Il servo sofferente ci dice: «Chi vuole seguirmi prenda la sua croce»

DI GIACOMO BABINI Vescovo emerito di GrossetoLetture del 13 settembre, 24ª domenica del Tempo Ordinario. Nelle letture di questa domenica si parla della identità umana del Messia e di conseguenza del cristiano. Lo si chiama «il Servo sofferente». Viene così definito dalle parole di Gesù e illustrato profeticamente da Isaia. Non è del tutto semplice accogliere questa realtà umano divina, ma è questo il Messia nel quale il Cristiano crede e del quale vuol essere il discepolo. II Lettura: «La fede solo per se stessa è morta»La fede cristiana è autentica solo quando mobilita la vita. Con un semplice tenere per veri alcuni dogmi insegnati dalla Chiesa, non si è fatto ancora molto di cristiano. L’intera vita secondo la fede cristiana deve rispondere alla chiamata di Dio e si esprime attraverso una problematica quotidiana di cambiamento e di conformità all’insegnamento di Gesù. Così nella seconda lettura S. Giacomo parla della vita umana guidata dalla fede in Cristo. L’obbedienza di Abramo è il segno più deciso perchè non esita a donare tutto compreso, se necessario, il figlio della promessa. La fede senza le opere è morta. Non c’è fede la dove si rimane indifferenti rispetto alla fame e alla nudità del fratello. Lo stesso Paolo afferma che con la fede vive l’amore, e una fede senza amore è morta. (Gal 5,6) Vangelo: «Prenda la sua croce su di se e mi segua»Certamente Pietro alla domanda di Gesù su cosa i discepoli pensassero di Lui, ha dato una risposta giusta, ma ancora deve comprendere altre cose e la sua risposta è consapevole a metà. Sì tu sei il Messia, ma un Messia come se lo rappresentano sicuramente la maggior parte dei discepoli: come un taumaturgo che libererà dai romani Israele soggiogato. C’era allora in Israele una potente teologia della liberazione, non solo diffusa presso gli zeloti che combattevano attivamente. Nell’istante in cui emerge il termine Messia, Gesù blocca il discorso, proibisce ai discepoli di diffondere in qualsiasi modo quel titolo; al contrario annuncia loro, sempre per la prima volta, la sorte del Figlio dell’uomo: molto dolore, riprovazione, uccisione e risurrezione. Pietro, che non vuole sentire nulla di questo, viene allontanato come «satana», seduttore e avversario.

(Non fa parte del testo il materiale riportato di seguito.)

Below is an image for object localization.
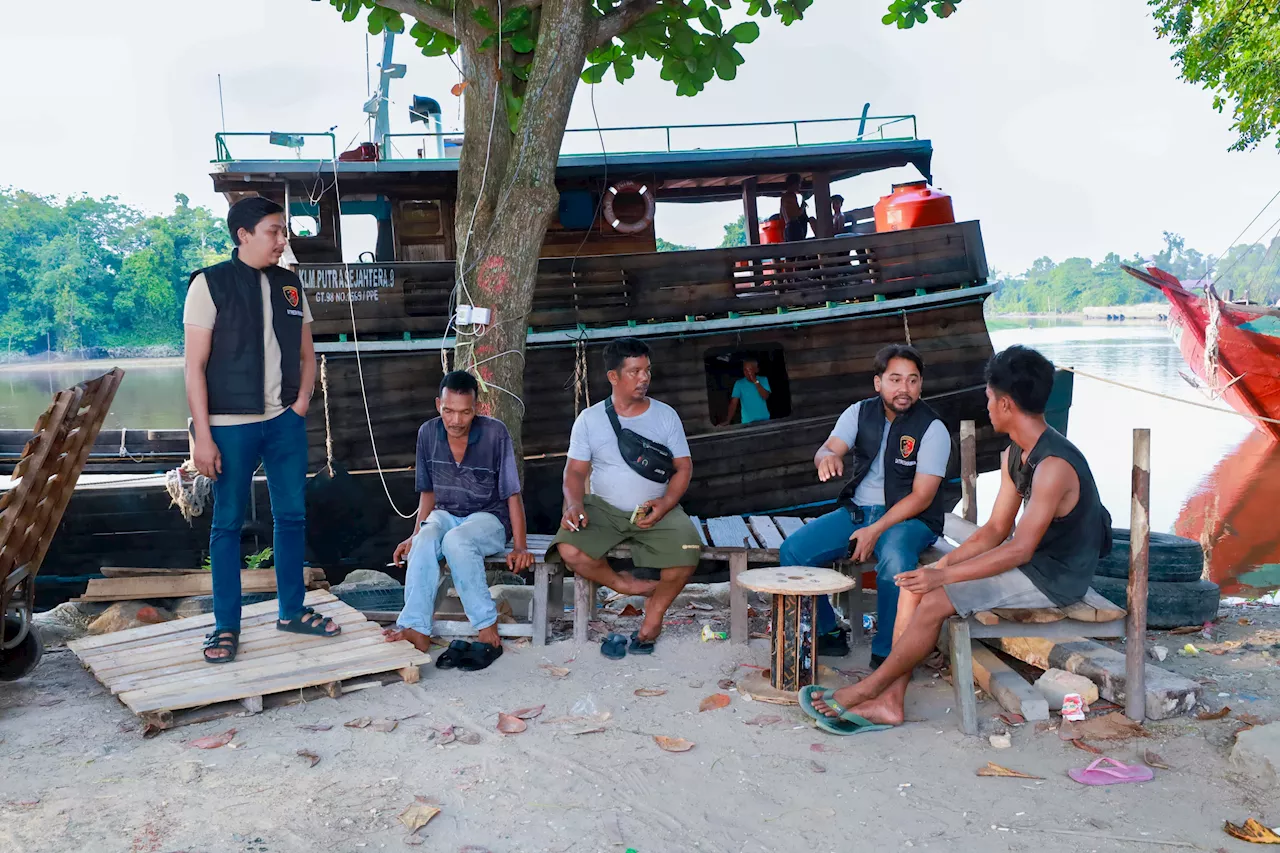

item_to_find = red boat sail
[1124,266,1280,442]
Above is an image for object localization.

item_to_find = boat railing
[298,222,987,338]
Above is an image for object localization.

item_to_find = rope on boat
[1055,365,1280,424]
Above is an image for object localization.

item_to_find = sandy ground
[0,596,1280,853]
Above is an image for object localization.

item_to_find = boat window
[703,343,791,425]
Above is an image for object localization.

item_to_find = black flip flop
[600,634,627,661]
[435,640,471,670]
[631,631,654,654]
[205,628,239,663]
[457,640,502,672]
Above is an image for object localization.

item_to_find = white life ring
[604,181,658,234]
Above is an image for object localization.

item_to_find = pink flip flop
[1066,756,1156,785]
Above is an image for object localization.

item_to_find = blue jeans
[209,409,307,631]
[781,506,937,657]
[396,510,507,635]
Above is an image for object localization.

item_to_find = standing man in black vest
[183,197,340,663]
[781,345,960,669]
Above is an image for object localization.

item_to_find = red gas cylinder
[876,181,956,232]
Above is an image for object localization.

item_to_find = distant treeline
[0,188,230,356]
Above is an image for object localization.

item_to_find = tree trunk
[449,0,591,460]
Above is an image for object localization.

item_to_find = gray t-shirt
[831,401,951,506]
[568,397,689,512]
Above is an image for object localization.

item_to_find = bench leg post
[529,562,550,646]
[947,616,978,735]
[728,553,751,646]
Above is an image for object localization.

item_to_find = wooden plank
[746,515,783,548]
[707,515,759,548]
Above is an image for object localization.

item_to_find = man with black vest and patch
[182,197,340,663]
[781,345,960,669]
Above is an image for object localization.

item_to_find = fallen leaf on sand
[653,735,694,752]
[1222,817,1280,844]
[498,713,529,734]
[187,729,236,749]
[698,693,730,713]
[511,704,547,720]
[399,797,440,833]
[1196,704,1231,722]
[978,761,1043,779]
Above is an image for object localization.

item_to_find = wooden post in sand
[1124,429,1151,722]
[960,420,978,524]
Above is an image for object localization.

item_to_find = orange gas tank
[876,181,956,232]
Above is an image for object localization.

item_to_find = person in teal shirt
[724,357,771,425]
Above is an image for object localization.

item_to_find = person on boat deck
[781,345,959,669]
[182,196,340,663]
[724,356,773,427]
[781,174,809,243]
[801,346,1111,734]
[383,370,534,671]
[548,338,701,658]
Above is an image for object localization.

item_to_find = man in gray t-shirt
[548,338,701,657]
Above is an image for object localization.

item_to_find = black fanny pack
[604,397,676,483]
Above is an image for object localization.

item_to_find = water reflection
[1174,432,1280,594]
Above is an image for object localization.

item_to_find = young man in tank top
[800,346,1111,734]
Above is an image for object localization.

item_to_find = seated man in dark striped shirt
[384,370,534,671]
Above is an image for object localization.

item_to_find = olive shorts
[547,494,703,569]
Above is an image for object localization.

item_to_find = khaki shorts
[547,494,703,569]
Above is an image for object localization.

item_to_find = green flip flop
[800,684,893,735]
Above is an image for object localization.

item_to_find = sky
[0,0,1280,272]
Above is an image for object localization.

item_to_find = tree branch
[588,0,663,50]
[376,0,458,38]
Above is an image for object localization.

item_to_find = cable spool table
[737,566,854,704]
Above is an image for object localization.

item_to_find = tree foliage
[0,190,230,352]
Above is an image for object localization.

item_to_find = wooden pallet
[68,590,431,729]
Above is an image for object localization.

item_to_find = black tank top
[1009,427,1111,607]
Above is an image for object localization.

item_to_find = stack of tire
[1093,528,1219,628]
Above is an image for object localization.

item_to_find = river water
[0,324,1280,592]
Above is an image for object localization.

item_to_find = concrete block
[1230,722,1280,786]
[1036,669,1098,711]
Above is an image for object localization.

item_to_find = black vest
[188,250,303,415]
[837,396,960,535]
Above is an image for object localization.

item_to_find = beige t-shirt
[182,273,311,427]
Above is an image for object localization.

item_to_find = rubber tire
[1097,528,1204,584]
[1093,576,1220,629]
[0,616,45,681]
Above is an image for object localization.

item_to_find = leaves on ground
[511,704,547,720]
[1222,817,1280,844]
[653,735,694,752]
[187,729,236,749]
[1196,704,1231,722]
[978,761,1043,779]
[498,713,529,734]
[698,693,731,713]
[399,797,440,835]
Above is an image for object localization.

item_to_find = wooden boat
[1124,266,1280,441]
[0,117,1070,596]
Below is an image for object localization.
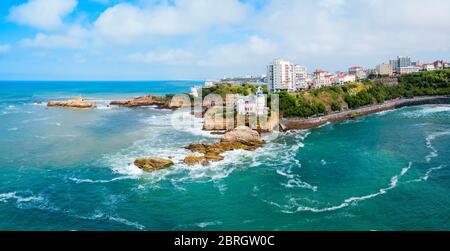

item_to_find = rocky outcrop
[183,155,209,166]
[134,157,173,172]
[110,95,190,109]
[184,127,264,165]
[280,96,450,131]
[223,126,261,142]
[47,97,95,109]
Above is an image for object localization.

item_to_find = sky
[0,0,450,80]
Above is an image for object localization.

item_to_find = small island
[47,97,95,109]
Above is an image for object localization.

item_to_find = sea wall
[280,96,450,131]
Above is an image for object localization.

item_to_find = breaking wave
[266,162,412,214]
[425,131,450,162]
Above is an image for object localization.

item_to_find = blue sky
[0,0,450,80]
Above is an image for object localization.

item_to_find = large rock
[223,126,262,143]
[184,127,264,165]
[134,157,173,172]
[183,155,209,166]
[110,95,164,107]
[109,95,190,109]
[47,97,95,109]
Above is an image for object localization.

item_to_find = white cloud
[21,25,89,49]
[8,0,77,29]
[253,0,450,67]
[128,49,195,65]
[199,35,278,70]
[94,0,247,43]
[0,44,11,53]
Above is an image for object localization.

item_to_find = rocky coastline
[109,94,187,110]
[280,96,450,131]
[47,97,95,109]
[134,126,264,172]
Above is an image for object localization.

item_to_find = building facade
[348,66,366,79]
[267,59,308,92]
[399,66,421,74]
[335,74,356,85]
[236,86,268,115]
[376,63,394,76]
[389,56,412,74]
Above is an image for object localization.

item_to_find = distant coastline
[280,96,450,131]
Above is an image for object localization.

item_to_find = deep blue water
[0,81,450,230]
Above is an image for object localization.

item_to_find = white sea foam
[73,212,145,230]
[0,192,44,203]
[425,131,450,162]
[405,165,447,183]
[268,162,412,214]
[170,111,223,138]
[195,221,222,228]
[70,176,137,184]
[403,105,450,118]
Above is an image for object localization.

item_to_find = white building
[335,74,356,85]
[422,64,436,71]
[399,66,420,74]
[313,70,336,88]
[348,66,367,79]
[294,65,308,90]
[236,86,267,115]
[376,63,394,76]
[267,59,307,92]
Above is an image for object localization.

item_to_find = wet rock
[183,155,209,166]
[223,126,262,142]
[47,97,95,109]
[134,157,173,172]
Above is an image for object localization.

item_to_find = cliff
[280,96,450,131]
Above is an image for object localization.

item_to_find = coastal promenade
[280,96,450,131]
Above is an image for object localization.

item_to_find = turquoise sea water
[0,81,450,230]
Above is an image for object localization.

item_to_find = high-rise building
[267,59,308,92]
[389,56,412,73]
[376,63,394,76]
[294,65,308,90]
[348,66,366,79]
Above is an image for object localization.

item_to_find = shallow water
[0,81,450,230]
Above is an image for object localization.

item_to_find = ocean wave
[0,192,44,203]
[402,105,450,118]
[68,210,145,230]
[170,111,223,138]
[425,131,450,162]
[267,162,412,214]
[405,165,447,183]
[69,176,137,184]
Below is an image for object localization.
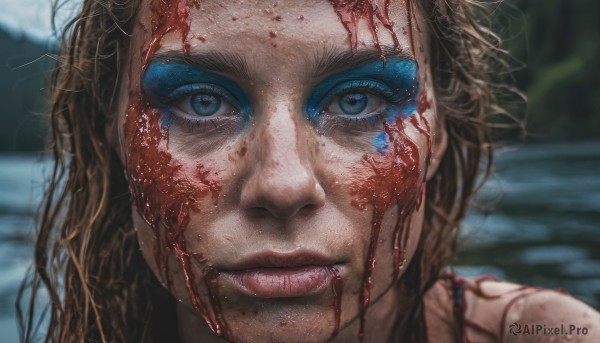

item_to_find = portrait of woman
[18,0,600,343]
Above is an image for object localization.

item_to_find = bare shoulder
[426,276,600,342]
[474,280,600,342]
[505,289,600,342]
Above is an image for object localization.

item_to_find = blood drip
[142,0,200,68]
[404,0,417,56]
[350,118,421,340]
[125,92,220,331]
[329,0,400,54]
[329,267,342,338]
[204,268,227,336]
[124,0,231,335]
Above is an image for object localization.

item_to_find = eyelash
[163,84,243,133]
[318,80,411,134]
[157,80,411,134]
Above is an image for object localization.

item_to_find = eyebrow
[309,45,414,76]
[153,45,414,80]
[153,50,251,79]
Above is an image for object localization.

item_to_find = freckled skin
[120,1,436,342]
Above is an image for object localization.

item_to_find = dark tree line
[0,0,600,151]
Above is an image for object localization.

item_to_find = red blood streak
[350,118,421,340]
[142,0,200,67]
[417,92,431,116]
[204,268,227,336]
[124,0,230,335]
[410,114,433,182]
[404,0,417,58]
[329,0,400,53]
[329,267,342,338]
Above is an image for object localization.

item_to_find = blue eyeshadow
[142,59,252,125]
[304,57,419,121]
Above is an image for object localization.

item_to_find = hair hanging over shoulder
[19,0,508,342]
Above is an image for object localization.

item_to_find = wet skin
[118,1,444,342]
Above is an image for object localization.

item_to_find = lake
[0,142,600,342]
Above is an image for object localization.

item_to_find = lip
[220,252,336,298]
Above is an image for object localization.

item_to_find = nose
[240,111,325,219]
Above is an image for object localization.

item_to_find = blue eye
[338,93,369,114]
[190,94,221,117]
[322,86,387,119]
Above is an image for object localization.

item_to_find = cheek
[350,113,429,336]
[124,94,226,332]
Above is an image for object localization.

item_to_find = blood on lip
[125,0,431,339]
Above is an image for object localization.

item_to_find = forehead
[134,0,419,73]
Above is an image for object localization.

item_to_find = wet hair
[18,0,506,342]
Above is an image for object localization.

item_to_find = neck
[177,290,402,343]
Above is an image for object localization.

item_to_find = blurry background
[0,0,600,342]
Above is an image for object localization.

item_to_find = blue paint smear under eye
[142,59,252,126]
[304,57,419,154]
[373,132,390,154]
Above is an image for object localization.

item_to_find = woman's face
[118,0,444,342]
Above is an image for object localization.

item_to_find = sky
[0,0,81,42]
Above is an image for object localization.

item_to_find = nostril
[240,172,325,218]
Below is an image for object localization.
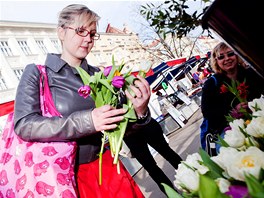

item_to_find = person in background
[200,42,264,150]
[124,118,182,194]
[15,4,151,198]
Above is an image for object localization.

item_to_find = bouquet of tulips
[76,56,144,184]
[164,84,264,198]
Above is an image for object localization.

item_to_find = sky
[0,0,162,33]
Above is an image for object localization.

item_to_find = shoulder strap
[211,75,218,86]
[36,65,61,117]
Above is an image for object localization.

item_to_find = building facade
[0,21,219,104]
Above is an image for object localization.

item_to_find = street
[133,108,202,198]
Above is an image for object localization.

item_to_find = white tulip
[246,116,264,138]
[215,146,264,181]
[224,119,246,148]
[248,95,264,116]
[215,178,231,193]
[174,164,199,192]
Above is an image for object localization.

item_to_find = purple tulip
[230,109,244,119]
[225,185,248,198]
[78,85,91,98]
[112,76,125,88]
[104,66,112,77]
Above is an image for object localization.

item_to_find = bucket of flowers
[163,79,264,198]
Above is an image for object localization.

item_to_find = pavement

Qui Gesù svela la vera dimensione della sua opera redentrice, un impegno che con l’aiuto della grazia dovrà assumersi chiunque voglia seguirlo come discepolo. Qui l’insegnamento di Giacomo sulla fede e sull’opera si fa davvero stringente. Una fede senza l’opera della passione non è una fede cristiana. Una fede che vuole salvarsi e non perdere nulla di questa vita, perderà tutto. Volersi salvare senza amore è un egoismo puramente umano e istintivo.

Qui sta il nucleo dell’azione intesa dall’apostolo Giacomo, senza di cui la fede è nulla: azione della completa dedizione di se stessi, sia a Dio, sia al prossimo. Questo è l’insegnamento e insieme è stato il comportamento di Gesù.

I Lettura: «Una autorevole profezia»La prima lettura parla di questa perdita di sé nella immagine del Messia «Servo di Dio» il quale si esprime nella totale obbedienza e fiducia in Dio.

Non sfugge dai suoi nemici che lo percuotono, gli strappano la barba, imbrattano la sua faccia con sputi, lo mortificano con ingiurie. Dio gli dà la forza di rendere la sua faccia dura come pietra. Egli sa che in questo suo soffrire obbedisce e che Dio, accetta il suo sacrificio e non lo abbandonerà mai.

Certamente si compie una «causa giuridica» che ingloba tutto il mondo, un processo che secondo Giovanni (16, 8-11) viene condotto dallo Spirito Santo e che si conclude con la vittoria del Servo di Dio, del Figlio risorto e che ritorna al Padre.